The temple enshrines four large gold painted images of the Buddha, each contained within a separate room, barely large enough to accommodate the images. The front of the temple consists of three rooms, each containing a seated image. The central image measuring 46 feet high is in the “Calling the Earth to witness” posture. It is flanked by two smaller images each 33 feet high. The back of the building consists of a single room, that contains a 90 feet long reclining Buddha image wearing a serene facial expression. To this day, the Manuha temple is an active place of worship for Burmese Buddhists.

Statue in the temple

Structure

The Manuha temple is a rectangular, whitewashed building. The top storey which is much smaller than the lower one is topped with a large multi tiered hti, a spire shaped like a ceremonial umbrella. The edges of both first and second storey are adorned with several smaller hti’s.

The building is oriented towards the East. At the center is a portico with the main entrance protruding out of the structure leading to the room that contains the largest sitting Buddha image. Two smaller entrances on either side of the portico lead to the rooms enshrining the smaller images. A number of narrow steps and a narrow door lead towards the room of the reclining Buddha in the back of the structure. Near the back is a stairway to the top of the temple; a window allows a view of one of the huge seated images from above. During the 1975 earthquake part of the roof collapsed damaging the central image, which has been restored since.

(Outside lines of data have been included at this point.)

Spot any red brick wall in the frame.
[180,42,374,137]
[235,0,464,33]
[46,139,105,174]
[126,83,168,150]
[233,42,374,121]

Manuha temple is one of the oldest temples of Bagan

Other structure on the grounds

A recent Burmese style building next to the temple contains statues of King Manuha and his Queen as well as an enormous alms bowl with a ladder in front of it. On a pole next to the temple rests a legendary Hamsa bird.

A section of a hall contains very colorful images of three of Burma’s most venerated Nats, Mai Wunna and her two sons, who live on Mount Popa, about 50 kilometers from Bagan. The Nats are ancient spirits that have been worshipped in Burma even before the arrival of Buddhism. Near the temple is a small chedi topped with a hti.